Testing Spark Applications with YARN

Written on 2019-06-17

This post walks through an example of running a cluster using a YARN cluster manager on Mac OS. In the coming posts, we'll explore other examples, including clusters running a standalone cluster manager and Mesos cluster manager.

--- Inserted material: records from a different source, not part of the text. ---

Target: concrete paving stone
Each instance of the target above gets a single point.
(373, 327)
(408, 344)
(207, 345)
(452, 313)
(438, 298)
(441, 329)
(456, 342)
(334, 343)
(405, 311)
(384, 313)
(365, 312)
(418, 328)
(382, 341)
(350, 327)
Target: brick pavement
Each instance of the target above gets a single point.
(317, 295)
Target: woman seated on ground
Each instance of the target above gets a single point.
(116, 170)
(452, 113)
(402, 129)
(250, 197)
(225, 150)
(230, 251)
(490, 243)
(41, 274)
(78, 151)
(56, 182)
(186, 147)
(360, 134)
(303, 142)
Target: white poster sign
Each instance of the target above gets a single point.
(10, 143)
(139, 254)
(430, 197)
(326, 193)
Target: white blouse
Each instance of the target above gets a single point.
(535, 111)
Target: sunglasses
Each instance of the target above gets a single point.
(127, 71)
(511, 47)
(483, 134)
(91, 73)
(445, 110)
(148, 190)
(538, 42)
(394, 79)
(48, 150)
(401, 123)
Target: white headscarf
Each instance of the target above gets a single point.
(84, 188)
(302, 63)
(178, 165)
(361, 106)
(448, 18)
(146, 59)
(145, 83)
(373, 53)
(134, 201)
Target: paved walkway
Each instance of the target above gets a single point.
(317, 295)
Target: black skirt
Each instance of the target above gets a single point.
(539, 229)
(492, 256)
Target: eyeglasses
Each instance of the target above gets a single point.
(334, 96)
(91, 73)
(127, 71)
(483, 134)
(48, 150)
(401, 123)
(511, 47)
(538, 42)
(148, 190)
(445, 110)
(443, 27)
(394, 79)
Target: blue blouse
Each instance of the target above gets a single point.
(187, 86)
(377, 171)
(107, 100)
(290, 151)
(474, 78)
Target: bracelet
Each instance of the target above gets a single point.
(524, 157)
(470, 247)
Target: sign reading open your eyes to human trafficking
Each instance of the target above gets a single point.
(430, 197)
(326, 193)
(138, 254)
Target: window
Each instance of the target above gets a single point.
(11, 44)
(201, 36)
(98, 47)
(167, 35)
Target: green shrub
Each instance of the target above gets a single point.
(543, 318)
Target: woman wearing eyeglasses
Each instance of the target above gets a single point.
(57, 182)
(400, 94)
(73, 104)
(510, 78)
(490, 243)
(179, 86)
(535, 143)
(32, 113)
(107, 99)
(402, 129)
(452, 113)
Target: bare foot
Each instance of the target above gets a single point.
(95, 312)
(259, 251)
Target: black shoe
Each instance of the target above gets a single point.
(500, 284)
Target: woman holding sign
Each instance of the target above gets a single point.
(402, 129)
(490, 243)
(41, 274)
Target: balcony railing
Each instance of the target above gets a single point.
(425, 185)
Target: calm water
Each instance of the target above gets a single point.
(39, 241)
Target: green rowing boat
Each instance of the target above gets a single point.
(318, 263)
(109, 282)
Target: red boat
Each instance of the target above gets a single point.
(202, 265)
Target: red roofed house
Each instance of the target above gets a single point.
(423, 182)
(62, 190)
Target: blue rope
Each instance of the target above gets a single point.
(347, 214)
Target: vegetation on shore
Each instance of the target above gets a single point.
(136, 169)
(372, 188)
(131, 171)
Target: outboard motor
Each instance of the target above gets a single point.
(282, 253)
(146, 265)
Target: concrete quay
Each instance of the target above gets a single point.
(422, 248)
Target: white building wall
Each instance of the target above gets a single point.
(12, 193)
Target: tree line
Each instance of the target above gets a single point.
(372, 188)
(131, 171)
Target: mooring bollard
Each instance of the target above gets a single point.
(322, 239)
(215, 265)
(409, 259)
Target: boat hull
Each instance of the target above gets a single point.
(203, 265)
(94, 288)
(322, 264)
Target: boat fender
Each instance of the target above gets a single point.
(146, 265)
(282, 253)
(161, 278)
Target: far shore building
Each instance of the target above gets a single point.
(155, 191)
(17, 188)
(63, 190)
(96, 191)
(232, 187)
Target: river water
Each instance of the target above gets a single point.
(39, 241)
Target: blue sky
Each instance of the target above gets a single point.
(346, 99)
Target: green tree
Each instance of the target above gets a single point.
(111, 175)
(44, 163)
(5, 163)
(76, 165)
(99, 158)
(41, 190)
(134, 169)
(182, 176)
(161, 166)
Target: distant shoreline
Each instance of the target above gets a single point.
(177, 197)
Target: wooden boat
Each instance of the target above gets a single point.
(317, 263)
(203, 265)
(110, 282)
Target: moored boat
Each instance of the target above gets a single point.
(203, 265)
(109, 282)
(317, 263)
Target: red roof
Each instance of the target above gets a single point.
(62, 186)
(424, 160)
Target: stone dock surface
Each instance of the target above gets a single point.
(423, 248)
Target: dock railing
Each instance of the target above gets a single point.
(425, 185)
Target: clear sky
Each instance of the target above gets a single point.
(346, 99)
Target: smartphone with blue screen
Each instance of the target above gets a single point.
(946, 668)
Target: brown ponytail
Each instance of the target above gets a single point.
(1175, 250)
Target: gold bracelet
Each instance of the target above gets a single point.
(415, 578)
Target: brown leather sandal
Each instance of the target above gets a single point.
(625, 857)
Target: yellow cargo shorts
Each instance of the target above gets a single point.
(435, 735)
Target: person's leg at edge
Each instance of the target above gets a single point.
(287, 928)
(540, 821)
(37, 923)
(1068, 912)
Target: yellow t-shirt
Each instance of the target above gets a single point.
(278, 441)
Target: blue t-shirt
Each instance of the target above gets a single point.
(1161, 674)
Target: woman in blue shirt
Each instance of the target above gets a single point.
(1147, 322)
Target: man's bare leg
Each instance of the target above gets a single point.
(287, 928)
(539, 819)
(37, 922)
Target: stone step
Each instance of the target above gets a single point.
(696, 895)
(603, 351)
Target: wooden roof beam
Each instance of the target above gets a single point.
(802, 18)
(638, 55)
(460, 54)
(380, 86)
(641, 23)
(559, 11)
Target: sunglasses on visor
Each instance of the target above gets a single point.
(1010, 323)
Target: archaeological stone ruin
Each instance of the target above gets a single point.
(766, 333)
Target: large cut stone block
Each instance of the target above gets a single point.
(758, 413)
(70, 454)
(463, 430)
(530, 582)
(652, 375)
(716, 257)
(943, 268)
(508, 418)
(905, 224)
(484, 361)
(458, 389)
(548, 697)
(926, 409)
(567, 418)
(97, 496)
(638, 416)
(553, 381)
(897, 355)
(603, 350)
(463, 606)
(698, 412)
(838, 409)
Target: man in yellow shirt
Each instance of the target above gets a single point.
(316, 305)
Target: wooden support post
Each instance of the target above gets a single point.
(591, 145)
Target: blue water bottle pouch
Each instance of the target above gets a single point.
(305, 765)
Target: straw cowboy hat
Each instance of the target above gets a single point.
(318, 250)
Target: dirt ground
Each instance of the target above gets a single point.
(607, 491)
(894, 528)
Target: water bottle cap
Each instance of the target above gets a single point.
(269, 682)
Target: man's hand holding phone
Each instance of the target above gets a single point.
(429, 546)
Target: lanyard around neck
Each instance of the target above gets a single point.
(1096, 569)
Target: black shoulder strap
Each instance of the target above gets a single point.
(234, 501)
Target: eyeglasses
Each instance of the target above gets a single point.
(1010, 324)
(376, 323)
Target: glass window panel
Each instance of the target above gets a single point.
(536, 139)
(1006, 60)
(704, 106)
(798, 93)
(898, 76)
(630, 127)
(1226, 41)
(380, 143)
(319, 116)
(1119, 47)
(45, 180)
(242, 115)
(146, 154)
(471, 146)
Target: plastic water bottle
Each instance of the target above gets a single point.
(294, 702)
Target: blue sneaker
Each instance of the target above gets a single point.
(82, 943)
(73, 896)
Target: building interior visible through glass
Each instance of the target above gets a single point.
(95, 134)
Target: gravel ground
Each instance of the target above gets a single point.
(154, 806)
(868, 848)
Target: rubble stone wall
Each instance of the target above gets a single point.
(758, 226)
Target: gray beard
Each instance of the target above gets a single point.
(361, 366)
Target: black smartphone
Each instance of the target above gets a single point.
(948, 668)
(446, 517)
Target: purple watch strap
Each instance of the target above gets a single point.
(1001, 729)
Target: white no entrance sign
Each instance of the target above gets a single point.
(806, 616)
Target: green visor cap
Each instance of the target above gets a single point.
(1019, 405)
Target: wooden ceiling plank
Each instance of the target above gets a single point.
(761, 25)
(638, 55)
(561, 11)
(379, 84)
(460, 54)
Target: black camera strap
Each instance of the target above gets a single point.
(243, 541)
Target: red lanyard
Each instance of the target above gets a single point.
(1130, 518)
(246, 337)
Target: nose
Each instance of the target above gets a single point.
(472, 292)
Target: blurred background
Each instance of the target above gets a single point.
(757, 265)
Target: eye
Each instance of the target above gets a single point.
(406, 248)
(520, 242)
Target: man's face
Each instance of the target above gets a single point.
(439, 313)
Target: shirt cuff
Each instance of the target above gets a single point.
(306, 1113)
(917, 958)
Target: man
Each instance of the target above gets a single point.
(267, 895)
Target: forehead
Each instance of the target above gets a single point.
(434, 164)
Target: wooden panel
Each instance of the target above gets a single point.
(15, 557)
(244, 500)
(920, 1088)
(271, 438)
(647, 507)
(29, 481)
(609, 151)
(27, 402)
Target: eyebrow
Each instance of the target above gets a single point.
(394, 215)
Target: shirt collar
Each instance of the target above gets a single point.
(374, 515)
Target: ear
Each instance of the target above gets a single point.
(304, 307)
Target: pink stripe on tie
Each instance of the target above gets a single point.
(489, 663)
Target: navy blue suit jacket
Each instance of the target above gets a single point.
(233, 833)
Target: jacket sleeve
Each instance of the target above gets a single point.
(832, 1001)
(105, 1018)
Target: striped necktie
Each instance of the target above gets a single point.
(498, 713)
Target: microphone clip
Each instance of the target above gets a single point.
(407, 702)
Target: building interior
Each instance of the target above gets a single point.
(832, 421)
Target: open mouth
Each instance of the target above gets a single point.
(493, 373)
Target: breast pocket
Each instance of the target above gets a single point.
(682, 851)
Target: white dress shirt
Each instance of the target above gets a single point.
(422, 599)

Describing the YARN Architecutre
Comparing YARN and Standalone Architecture
Setting up Hadoop
Setting up a SparkSession
Launching YARN Daemons
Launching Spark Daemons
Accessing Web UI for Daemons
Launching Applications in Client Mode
Launching Applications in Cluster Mode

Describing the YARN Architecture

There are many redundancies found throughout the standard YARN architecture compared to the standalone architecture in Spark. There are a few additional components in YARN that replaces some of the daemons in the standalone architecture:

Resource Manager
Node Manager
Containers
Application Master

Essentially, the resource manager is the same as the master process in Spark's standalone mode. The node manager is essentially the same as the worker process. There is a single resource manager per cluster and a single node manager per node in the cluster.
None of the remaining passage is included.